EARTH 2 / DREDD – UNDERBELLY [Reviews]: Oh, the In’MUTANT’ity…

Then we find out that Tommy and Martha Wayne were hard-partying drug addicts and drug pushers (up until they have Bruce that is, and decide to change their partying ways). And this leads to Batman/Bruce meeting up with an old friend who wants nothing more than for Frankie to be dead (we’re back in 1994 at this point). And spoilers are on, kiddies.

Chris Cooper gets all the good roles.

Writer Tom Taylor (Injustice: Gods Among Us) lays on the swerve pretty quick, making you think the culprit, the guy attacking and maiming Frankie’s family and goons is Jarvis Pennyworth, but we find out it’s Thomas Wayne, still alive. Faked his death with the help of Leslie Tompkins and everything.

Thomas Wayne is addicted to Miraclo in 1994 (the same drug that gives Hourman his powers, soon to be a hit TV show on the CW!). Thus, Tommy and Brucie have a big bitchfest where Bruce calls him evil and a villain and everything he’s fighting to put away; T calls the whambulance on a Brucie in dire need of a whamburger and French Cries (brought to you by Miraclo, yummy drugs for an hour of power!).

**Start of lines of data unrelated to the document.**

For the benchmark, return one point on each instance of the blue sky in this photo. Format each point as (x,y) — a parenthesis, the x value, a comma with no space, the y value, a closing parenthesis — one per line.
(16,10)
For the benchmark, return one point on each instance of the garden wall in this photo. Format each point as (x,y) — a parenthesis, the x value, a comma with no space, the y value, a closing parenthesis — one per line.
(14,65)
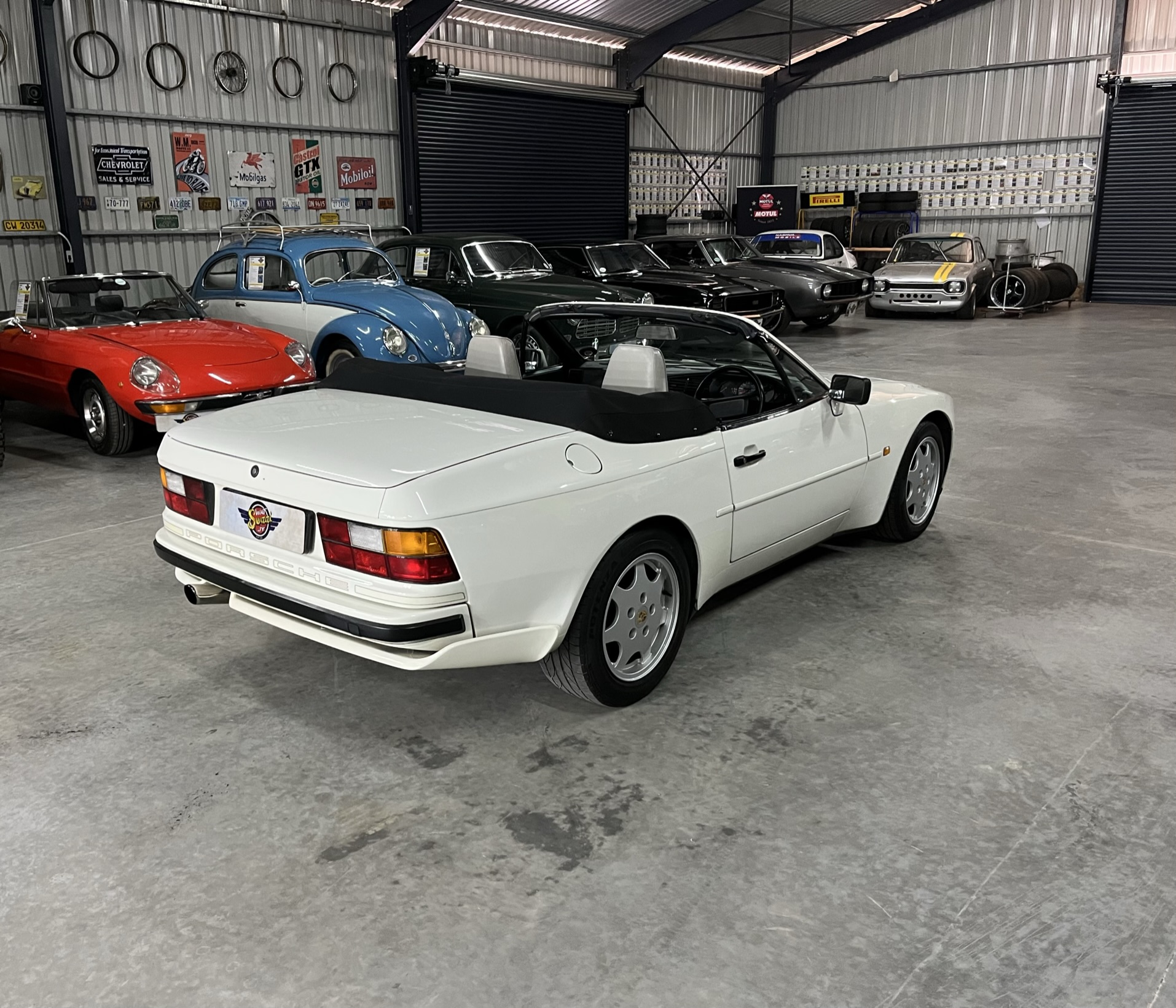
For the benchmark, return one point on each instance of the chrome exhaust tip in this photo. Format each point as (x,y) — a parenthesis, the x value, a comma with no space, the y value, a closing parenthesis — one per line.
(205,594)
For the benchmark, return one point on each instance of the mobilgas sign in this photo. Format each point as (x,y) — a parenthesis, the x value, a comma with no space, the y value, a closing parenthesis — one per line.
(122,166)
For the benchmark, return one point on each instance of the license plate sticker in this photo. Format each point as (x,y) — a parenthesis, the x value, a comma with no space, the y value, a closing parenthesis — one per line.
(264,522)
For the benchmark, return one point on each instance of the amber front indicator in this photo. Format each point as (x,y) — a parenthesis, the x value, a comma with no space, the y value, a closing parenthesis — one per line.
(399,554)
(187,497)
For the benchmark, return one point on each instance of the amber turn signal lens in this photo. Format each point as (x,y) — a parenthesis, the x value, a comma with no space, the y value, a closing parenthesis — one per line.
(413,542)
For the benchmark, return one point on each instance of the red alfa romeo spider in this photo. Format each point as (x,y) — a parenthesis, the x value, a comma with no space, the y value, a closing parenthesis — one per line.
(119,347)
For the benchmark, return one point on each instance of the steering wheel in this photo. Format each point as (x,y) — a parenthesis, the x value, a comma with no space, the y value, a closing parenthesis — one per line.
(704,393)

That’s pretty much it.

We flash forward to 2014 and find out that he’s telling all of this to two other members of the team (Hawkgirl and Lois, who he knows would have just figured it out anyway) and that Thomas looked in on his son periodically and watched him grow and watched his granddaughter grow. You know, all kinds of normal stuff in stories like this.

As an overall story, everyone knew that Thomas Wayne would end up being revealed as the 65-year old badass Batman we’ve always wanted: the one that fits into the world a little better because he’s a beast and takes drugs and kicks ass. He’s still addicted to Miraclo, he’s still kicking ass, and everyone he loves is dead so he can’t let anyone down. That’s a Batman for the movie fans and the Dark Knight Returns fans out there. That’s a Batman who will get the job done, one neck snap at a time.

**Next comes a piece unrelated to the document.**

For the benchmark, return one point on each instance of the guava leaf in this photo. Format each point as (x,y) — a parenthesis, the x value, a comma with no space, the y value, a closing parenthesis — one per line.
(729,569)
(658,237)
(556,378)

Still, it was a paint-by-numbers story. Everything fit into place at the end. No big surprises. No shocks. No shock and awe and nothing really out of the ordinary. The story itself did the job it meant to do, telling a different kind of Batman’s different kind of origin. And the artwork by Robson Rocha (possibly the best name in comics this side of Francesco Francavilla) gets the job done too. At time it flourishes and other times it just tells a clean story.

3.5 (out of 5) Bibles. Had the swerve been Jarvis Pennyworth and the story had a bit more mystery to it, it may have been more, but as it stands, it works for what it is.